You can also explicitly transform a string into an object reference, using getObjectID, which simply returns a Dual with the object's FragObject reference in it. For instance, you could transform the given string list into an object list:
set stringList {Student Lecturer}
Object create Student
Object create Lecturer
Object create joe -classes Student Lecturer
set newList ""
foreach str $stringList {
    # the references are now preserved in "newList"
    append newList [$str getObjectID]
}
Lecturer unname
puts "New List: $newList"
As newList contains references, the result again looks like:
New List: Student %%1
On the other hand, you can use the string methods to transform an object reference into a string, and hence cause it to be not reference counted. In both cases in the example below, the objects are not preserved, because only a string points to their names, but no object references are preserved.
set r1 [string build [Object create]]
set r2 [string append "" [Object create]]
set e1 [catch {$r1 set x 1}]
set e2 [catch {$r2 set x 1}]

Extending Frag from Java

If you extend Frag from Java, and maintain references to Frag objects in Java, you must increase their reference count. When you release a reference to an object, you must decrease its reference count.

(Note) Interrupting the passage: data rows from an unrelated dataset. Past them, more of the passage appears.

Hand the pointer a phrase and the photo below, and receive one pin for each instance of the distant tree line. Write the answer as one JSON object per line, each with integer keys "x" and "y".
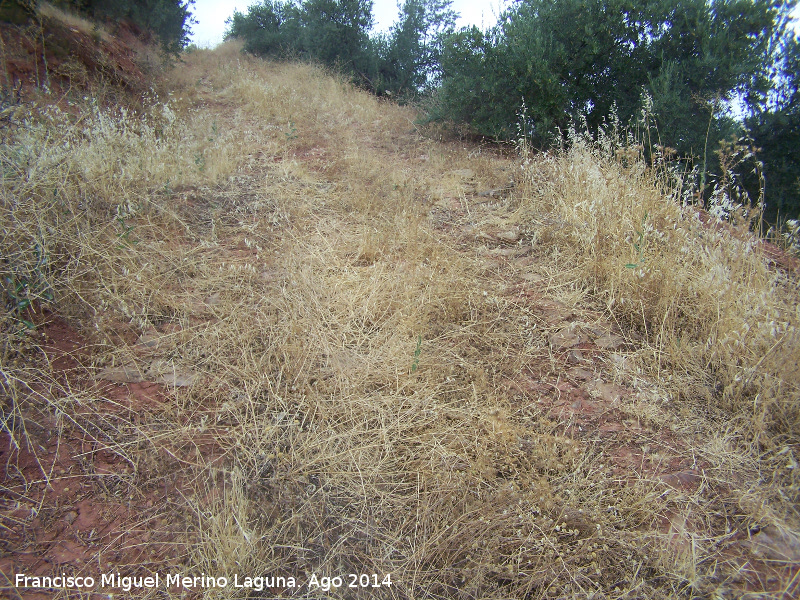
{"x": 169, "y": 20}
{"x": 549, "y": 63}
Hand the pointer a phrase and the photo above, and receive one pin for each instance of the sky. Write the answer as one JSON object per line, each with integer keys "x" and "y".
{"x": 211, "y": 15}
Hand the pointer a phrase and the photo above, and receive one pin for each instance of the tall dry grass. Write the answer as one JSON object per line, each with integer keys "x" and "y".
{"x": 722, "y": 326}
{"x": 353, "y": 414}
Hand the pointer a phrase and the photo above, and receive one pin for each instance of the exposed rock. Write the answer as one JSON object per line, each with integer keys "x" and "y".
{"x": 565, "y": 339}
{"x": 773, "y": 544}
{"x": 123, "y": 374}
{"x": 511, "y": 236}
{"x": 610, "y": 341}
{"x": 610, "y": 392}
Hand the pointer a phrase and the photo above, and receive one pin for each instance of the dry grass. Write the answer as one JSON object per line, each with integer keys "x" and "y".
{"x": 355, "y": 413}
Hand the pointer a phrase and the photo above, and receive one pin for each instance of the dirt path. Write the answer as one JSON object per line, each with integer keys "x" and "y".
{"x": 356, "y": 355}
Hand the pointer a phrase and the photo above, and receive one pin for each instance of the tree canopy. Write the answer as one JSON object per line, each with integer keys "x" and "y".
{"x": 704, "y": 70}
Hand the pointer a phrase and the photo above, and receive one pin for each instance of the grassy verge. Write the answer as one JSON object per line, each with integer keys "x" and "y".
{"x": 367, "y": 355}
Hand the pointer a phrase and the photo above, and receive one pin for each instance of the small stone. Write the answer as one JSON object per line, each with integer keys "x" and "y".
{"x": 123, "y": 374}
{"x": 178, "y": 379}
{"x": 581, "y": 374}
{"x": 565, "y": 339}
{"x": 772, "y": 544}
{"x": 511, "y": 236}
{"x": 609, "y": 341}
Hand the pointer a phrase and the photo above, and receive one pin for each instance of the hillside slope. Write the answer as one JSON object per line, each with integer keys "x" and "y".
{"x": 266, "y": 326}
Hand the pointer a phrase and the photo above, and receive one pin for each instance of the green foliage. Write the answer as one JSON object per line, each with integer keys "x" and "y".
{"x": 264, "y": 28}
{"x": 589, "y": 58}
{"x": 336, "y": 33}
{"x": 775, "y": 129}
{"x": 169, "y": 20}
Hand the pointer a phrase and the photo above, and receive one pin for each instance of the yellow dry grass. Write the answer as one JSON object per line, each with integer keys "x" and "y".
{"x": 355, "y": 325}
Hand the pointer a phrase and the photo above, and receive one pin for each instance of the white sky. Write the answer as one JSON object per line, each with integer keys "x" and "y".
{"x": 211, "y": 15}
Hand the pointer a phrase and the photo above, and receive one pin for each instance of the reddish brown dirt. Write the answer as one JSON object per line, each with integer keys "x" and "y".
{"x": 68, "y": 503}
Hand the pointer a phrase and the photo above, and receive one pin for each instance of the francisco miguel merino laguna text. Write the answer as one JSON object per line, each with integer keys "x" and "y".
{"x": 127, "y": 583}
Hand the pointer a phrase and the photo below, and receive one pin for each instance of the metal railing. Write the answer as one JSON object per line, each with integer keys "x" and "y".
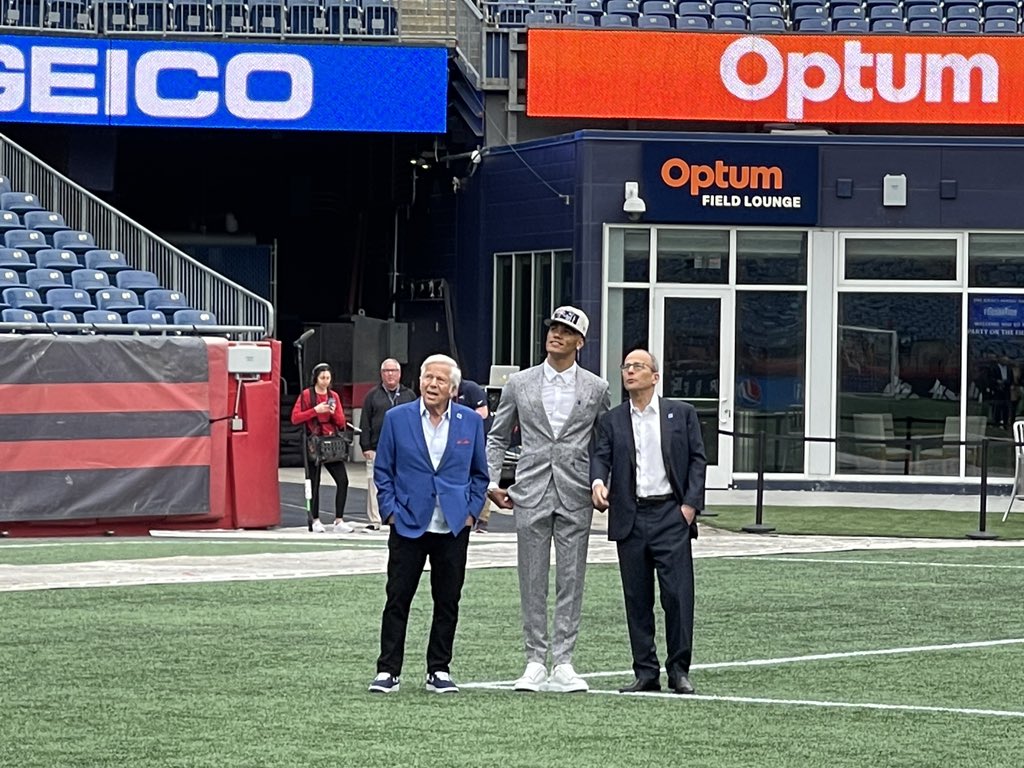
{"x": 230, "y": 303}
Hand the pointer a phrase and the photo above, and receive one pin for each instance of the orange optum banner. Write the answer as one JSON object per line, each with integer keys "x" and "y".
{"x": 974, "y": 79}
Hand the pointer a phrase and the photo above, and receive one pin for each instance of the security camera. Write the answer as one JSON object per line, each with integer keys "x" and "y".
{"x": 634, "y": 207}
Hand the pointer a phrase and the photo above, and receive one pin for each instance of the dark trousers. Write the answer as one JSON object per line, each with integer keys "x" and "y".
{"x": 340, "y": 474}
{"x": 407, "y": 558}
{"x": 659, "y": 543}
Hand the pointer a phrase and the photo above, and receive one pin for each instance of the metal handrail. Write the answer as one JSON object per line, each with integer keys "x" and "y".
{"x": 230, "y": 303}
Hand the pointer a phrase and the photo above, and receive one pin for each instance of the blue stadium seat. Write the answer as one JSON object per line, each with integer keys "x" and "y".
{"x": 90, "y": 280}
{"x": 151, "y": 15}
{"x": 117, "y": 300}
{"x": 27, "y": 240}
{"x": 692, "y": 23}
{"x": 615, "y": 20}
{"x": 57, "y": 258}
{"x": 542, "y": 19}
{"x": 190, "y": 16}
{"x": 579, "y": 19}
{"x": 306, "y": 17}
{"x": 74, "y": 240}
{"x": 888, "y": 25}
{"x": 105, "y": 260}
{"x": 230, "y": 16}
{"x": 18, "y": 315}
{"x": 146, "y": 316}
{"x": 999, "y": 27}
{"x": 963, "y": 27}
{"x": 70, "y": 299}
{"x": 58, "y": 317}
{"x": 265, "y": 17}
{"x": 9, "y": 220}
{"x": 851, "y": 26}
{"x": 19, "y": 202}
{"x": 767, "y": 24}
{"x": 138, "y": 281}
{"x": 15, "y": 258}
{"x": 25, "y": 298}
{"x": 101, "y": 317}
{"x": 624, "y": 7}
{"x": 43, "y": 280}
{"x": 381, "y": 17}
{"x": 655, "y": 22}
{"x": 343, "y": 16}
{"x": 194, "y": 317}
{"x": 166, "y": 301}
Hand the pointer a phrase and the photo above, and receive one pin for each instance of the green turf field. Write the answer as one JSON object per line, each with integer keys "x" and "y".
{"x": 896, "y": 657}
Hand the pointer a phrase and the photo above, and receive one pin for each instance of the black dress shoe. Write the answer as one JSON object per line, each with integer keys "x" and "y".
{"x": 682, "y": 685}
{"x": 642, "y": 685}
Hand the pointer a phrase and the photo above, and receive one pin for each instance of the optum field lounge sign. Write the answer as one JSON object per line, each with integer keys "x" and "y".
{"x": 222, "y": 85}
{"x": 778, "y": 78}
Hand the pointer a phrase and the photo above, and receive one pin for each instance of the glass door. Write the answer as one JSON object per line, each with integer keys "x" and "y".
{"x": 693, "y": 338}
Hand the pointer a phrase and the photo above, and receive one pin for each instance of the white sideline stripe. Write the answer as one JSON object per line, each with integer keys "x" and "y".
{"x": 932, "y": 564}
{"x": 809, "y": 657}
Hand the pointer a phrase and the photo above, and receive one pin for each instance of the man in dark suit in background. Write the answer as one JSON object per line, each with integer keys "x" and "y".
{"x": 647, "y": 469}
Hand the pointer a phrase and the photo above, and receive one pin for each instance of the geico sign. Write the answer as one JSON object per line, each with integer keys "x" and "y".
{"x": 919, "y": 75}
{"x": 73, "y": 81}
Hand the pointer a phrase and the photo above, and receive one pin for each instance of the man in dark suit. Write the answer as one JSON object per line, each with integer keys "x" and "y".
{"x": 431, "y": 475}
{"x": 647, "y": 469}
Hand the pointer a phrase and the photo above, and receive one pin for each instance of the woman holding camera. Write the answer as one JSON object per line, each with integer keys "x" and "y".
{"x": 318, "y": 408}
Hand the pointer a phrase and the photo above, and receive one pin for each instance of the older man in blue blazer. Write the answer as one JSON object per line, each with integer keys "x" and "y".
{"x": 431, "y": 475}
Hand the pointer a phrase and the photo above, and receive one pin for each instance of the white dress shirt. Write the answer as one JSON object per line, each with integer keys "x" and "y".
{"x": 651, "y": 476}
{"x": 558, "y": 395}
{"x": 436, "y": 439}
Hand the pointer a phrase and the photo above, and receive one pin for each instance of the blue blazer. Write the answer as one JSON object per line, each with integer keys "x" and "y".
{"x": 408, "y": 484}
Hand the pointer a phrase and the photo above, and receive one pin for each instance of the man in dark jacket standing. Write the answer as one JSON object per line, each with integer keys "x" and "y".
{"x": 378, "y": 401}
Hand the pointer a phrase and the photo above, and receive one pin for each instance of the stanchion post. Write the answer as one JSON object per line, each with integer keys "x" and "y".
{"x": 759, "y": 526}
{"x": 981, "y": 532}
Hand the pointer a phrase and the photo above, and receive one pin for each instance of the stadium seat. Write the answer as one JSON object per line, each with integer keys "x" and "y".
{"x": 138, "y": 281}
{"x": 101, "y": 316}
{"x": 43, "y": 280}
{"x": 655, "y": 22}
{"x": 265, "y": 17}
{"x": 57, "y": 258}
{"x": 70, "y": 299}
{"x": 542, "y": 19}
{"x": 74, "y": 240}
{"x": 151, "y": 15}
{"x": 146, "y": 316}
{"x": 27, "y": 240}
{"x": 230, "y": 16}
{"x": 15, "y": 258}
{"x": 58, "y": 317}
{"x": 380, "y": 17}
{"x": 306, "y": 17}
{"x": 18, "y": 315}
{"x": 166, "y": 301}
{"x": 194, "y": 317}
{"x": 117, "y": 300}
{"x": 108, "y": 261}
{"x": 963, "y": 27}
{"x": 9, "y": 220}
{"x": 25, "y": 298}
{"x": 615, "y": 20}
{"x": 90, "y": 280}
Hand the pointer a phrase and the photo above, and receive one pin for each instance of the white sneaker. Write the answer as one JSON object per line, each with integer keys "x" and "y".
{"x": 564, "y": 680}
{"x": 532, "y": 678}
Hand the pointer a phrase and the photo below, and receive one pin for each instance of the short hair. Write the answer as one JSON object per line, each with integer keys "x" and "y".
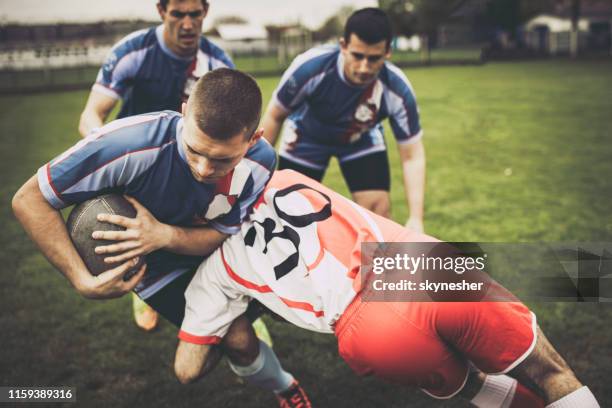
{"x": 164, "y": 3}
{"x": 226, "y": 102}
{"x": 370, "y": 24}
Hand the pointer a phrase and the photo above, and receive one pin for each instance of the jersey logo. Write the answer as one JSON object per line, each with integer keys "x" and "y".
{"x": 269, "y": 225}
{"x": 366, "y": 112}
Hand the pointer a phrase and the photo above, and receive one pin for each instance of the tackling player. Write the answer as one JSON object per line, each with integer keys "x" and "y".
{"x": 300, "y": 255}
{"x": 197, "y": 174}
{"x": 333, "y": 100}
{"x": 152, "y": 70}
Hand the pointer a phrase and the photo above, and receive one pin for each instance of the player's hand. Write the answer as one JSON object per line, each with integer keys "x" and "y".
{"x": 415, "y": 224}
{"x": 143, "y": 234}
{"x": 110, "y": 284}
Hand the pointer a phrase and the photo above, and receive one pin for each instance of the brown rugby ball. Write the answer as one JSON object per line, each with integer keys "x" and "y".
{"x": 83, "y": 220}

When you implement or use structures like variables or lists that might contain Frag objects, be sure to handle reference counting - just like the examples in the Frag implementation. An important example are wrappers to Java containers: if you can put Frag objects into such a wrapper from within Frag, be sure that they are preserved and released using the reference counting functions.

At the moment there is no tutorial on how to extend Frag from Java. But in the Frag implementation there are many examples, such as the classes File, Hashtable, HashtableWrapper, etc.